In my original post, I did imply that Thames Water, tried to get aggressive in trying to sell me things I didn’t need. But I’ll forgive them that, as when I needed to read the water meter, the lady in the call centre told me in detail how to do it. They also gave me a free tour of Abbey Mills and the sewers with very good food afterwards.
Over the six months or so, I’ve got a lot of writs for the previous owners tenants. The biggest of which was for several hundred pounds from a company collecting on behalf of EDF Energy. It was from an agency in Glasgow, so I suspected someone from Alex Ferguson’s charm school to give me some form of hair-drying, when I phoned them. But I got a nice guy, who told me to forget the bill and shred it, after asking a few questions in a polite manner.
Nothing much happened until about two months ago, except for a series of mysterious calls on my mobile phone, which might be linked to EDF Energy.
I then got a bill from EDF Energy of £180.83, which on querying with them, they said was for the time whilst they were swapping everything over to nPower. I immediately queried it on the phone and I then got a reduced bill of £70.46, but I thought this was still too high as it ran from the 1st December 2010, when I didn’t move in until the 12th.

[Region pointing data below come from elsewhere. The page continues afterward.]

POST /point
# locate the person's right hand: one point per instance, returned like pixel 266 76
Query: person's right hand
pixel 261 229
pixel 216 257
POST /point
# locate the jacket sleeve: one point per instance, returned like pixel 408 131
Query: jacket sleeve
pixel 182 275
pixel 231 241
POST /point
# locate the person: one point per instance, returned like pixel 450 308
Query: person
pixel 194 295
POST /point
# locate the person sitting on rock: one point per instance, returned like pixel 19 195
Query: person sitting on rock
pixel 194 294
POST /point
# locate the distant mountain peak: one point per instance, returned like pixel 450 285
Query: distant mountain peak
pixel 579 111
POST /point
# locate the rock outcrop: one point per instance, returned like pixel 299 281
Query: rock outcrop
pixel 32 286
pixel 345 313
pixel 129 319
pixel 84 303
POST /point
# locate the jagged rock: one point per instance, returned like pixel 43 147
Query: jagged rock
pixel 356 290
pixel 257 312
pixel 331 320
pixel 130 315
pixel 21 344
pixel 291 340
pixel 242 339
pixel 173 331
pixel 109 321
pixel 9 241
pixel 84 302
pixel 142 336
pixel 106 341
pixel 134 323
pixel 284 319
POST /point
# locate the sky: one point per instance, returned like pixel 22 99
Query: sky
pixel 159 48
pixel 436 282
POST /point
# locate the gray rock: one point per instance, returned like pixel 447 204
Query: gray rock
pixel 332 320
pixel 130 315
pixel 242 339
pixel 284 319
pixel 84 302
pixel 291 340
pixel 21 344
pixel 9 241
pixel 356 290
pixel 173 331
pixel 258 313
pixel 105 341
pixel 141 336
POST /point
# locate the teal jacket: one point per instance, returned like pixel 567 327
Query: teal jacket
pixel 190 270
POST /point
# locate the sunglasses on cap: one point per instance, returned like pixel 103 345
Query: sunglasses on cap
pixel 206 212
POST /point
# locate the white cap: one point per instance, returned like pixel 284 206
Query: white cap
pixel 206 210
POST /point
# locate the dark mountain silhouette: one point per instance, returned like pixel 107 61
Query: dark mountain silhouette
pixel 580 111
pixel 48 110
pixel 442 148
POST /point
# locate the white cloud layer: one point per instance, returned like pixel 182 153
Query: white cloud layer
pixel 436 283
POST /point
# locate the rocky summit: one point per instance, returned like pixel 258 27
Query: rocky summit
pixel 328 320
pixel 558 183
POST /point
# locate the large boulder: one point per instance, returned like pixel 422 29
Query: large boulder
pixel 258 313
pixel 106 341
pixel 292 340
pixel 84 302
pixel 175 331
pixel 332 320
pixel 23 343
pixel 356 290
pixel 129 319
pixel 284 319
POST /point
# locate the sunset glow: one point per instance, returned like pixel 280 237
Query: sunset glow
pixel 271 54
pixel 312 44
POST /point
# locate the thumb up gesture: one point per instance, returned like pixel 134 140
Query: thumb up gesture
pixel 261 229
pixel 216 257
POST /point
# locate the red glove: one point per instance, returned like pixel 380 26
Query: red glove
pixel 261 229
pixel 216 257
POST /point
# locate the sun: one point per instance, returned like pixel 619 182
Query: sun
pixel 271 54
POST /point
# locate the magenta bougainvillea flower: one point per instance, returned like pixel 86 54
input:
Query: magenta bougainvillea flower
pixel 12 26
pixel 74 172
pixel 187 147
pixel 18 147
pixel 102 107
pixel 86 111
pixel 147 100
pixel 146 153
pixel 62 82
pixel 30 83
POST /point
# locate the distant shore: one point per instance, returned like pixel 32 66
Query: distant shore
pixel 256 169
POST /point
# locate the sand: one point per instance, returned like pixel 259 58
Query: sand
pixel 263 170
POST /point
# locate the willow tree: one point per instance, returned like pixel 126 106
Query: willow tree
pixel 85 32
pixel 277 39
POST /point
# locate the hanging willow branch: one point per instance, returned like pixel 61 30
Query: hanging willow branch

I was now dealing with them by e-mail and the e-mail said this.
If you have any further queries please do not hesitate to contact me via my email.
So I did. Several times, in an attempt to get the bill adjusted to the 12th of December or full explanation of their calculations. Let’s face it there comes a point, where you don’t fight a bill of seventy quid any longer, as it just isn’t worth the effort. I also put it in a letter to them.
That point came on Thursday, when I sent them the money by bank transfer. But even that wasn’t as simple as paying other companies, as their bank, doesn’t accept the faster payments system, that virtually all others do. This excellent system means you get a certified receipt for a payment within a few minutes. Read about them here in the Guardian. If ever there was a reason for Internet banking, it’s this payment system.
It’s been debited from my bank account, so it’s somewhere in the system. It’s probably being processed in some overseas department of France, if they use a French bank.
I should say that their automated system phoned my mobile phone number, despite the fact that I told them I always deal with people over my landline. This automated system had no way getting a realperson and expected me to type in the twelve digits of my debit card number without making a mistake. I can do that easily on my large button landline phone, but not on my Nokia 6310i. Their automated system is about as customer friendly to someone with a small disability like me, as a unicycle. So in the end I hung up on them. They didn’t ring again. Surely that is wrong, as some other companies, will ring you back with a real person if the person accepting the call doesn’t seem to be responding properly.
Let’s hope that’s the end of it. I shall certainly not be recommending EDF Energy to any of my friends. As they say on Eurovision, they have earned nil points for Customer Service.
Any more calls from them and I’ll use the famous Sun headline from the 1970s or so.